Bei 16 Fußballbundesligisten stehen laut Bundesregierung Neonazis mit auf der Tribüne. Die Vereine haben das Problem jahrelang ignoriert. Weil Teams wie Borussia Dortmund oder Eintracht Braunschweig um ihr Image fürchteten, konnte die rechtsextreme Szene weiter wachsen.

Von Olaf Sundermeyer | 01.03.2014
    Dortmund sieht sich als Fußballhauptstadt. Aber die Stadt ist auch eine Hochburg der rechtsextremen Szene. In den vergangenen Jahren wurden hier fünf Menschen durch Neonazis getötet.

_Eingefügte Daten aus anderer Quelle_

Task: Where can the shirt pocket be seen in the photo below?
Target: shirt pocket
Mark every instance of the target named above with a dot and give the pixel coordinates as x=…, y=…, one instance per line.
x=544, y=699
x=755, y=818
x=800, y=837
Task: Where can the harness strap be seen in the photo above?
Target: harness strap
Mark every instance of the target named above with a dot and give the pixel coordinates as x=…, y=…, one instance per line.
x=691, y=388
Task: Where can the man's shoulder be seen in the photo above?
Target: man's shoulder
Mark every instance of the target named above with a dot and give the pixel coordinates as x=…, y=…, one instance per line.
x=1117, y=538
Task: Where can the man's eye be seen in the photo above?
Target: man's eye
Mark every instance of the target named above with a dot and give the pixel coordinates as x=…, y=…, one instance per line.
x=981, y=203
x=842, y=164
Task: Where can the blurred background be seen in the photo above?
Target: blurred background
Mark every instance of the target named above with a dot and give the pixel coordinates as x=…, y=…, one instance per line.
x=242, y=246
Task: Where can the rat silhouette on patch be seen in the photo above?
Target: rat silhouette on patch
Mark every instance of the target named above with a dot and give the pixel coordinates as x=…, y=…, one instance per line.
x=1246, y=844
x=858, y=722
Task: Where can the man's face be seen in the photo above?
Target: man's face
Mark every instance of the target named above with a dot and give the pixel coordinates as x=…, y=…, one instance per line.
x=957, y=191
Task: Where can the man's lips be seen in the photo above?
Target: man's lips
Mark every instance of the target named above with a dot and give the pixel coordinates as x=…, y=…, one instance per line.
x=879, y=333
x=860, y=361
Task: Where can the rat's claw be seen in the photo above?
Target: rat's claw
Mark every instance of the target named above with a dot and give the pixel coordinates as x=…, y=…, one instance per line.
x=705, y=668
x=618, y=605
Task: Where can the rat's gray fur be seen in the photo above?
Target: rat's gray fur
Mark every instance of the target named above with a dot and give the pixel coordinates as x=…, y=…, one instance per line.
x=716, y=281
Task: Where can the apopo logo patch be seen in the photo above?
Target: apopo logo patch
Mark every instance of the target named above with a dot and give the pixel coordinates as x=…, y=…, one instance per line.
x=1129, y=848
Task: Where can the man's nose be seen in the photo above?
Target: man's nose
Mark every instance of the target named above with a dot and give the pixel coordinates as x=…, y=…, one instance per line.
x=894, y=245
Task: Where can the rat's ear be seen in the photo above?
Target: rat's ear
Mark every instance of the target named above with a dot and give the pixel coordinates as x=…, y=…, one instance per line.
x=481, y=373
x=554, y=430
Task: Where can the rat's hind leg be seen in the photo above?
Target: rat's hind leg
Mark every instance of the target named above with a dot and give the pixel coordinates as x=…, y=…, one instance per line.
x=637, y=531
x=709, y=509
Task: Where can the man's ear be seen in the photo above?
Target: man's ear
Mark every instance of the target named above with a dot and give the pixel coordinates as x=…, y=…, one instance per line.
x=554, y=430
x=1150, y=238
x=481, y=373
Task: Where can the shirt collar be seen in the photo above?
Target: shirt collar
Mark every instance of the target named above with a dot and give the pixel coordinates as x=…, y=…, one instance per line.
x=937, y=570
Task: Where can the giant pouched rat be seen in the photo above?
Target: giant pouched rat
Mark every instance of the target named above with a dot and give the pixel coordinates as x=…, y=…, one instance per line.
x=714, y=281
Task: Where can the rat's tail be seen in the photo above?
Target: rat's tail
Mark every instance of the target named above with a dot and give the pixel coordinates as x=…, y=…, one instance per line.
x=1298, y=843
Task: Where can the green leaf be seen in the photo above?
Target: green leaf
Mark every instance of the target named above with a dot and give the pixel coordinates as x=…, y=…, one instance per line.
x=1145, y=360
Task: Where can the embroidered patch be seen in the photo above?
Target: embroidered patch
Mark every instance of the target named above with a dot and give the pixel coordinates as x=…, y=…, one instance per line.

Dutzende zum Teil schwer verletzt.
    Gewaltforscherin Claudia Luzar sagt: Fast alle diese Täter kommen aus der Fanszene.
    "Diese Rechtsextremisten bis auf einen sind auch BVB-Fans, das sind Kinder dieser Stadt. Ohne die Südtribüne und ohne den BVB würde die rechtsextreme Szene nicht so stark sein, wie sie ist."
    Die Wissenschaftlerin von der Universität Bielefeld führt in Dortmund seit Jahren Interviews mit Neonazis und deren Opfern. Sie sagt, dass der BVB sich erst seit eineinhalb Jahren intensiv mit dem rechtsextremen Problem auseinandersetzt. Vorher habe der Verein seine soziale Verantwortung vernachlässigt, sagt Claudia Luzar – und verweist auf die Folgen.
    "Dass die Szene größer geworden ist, dass die Szene die rechtsextreme Szene, auch über den BVB rekrutiert hat, auch über die Fan-Szene, auch mit dem Mittel der Gewalt, was für Fußball-Fans ja auch attraktiv ist."
    Auch Dennis fand auf der Südtribüne Anschluss an die rechtsextreme Szene. Vor zwei Jahren ist er ausgestiegen. Um ihn zu schützen, muss seine echte Identität geheim bleiben. Der Verein, sagt er, habe den Neonazis im Stadion kaum etwas entgegengesetzt.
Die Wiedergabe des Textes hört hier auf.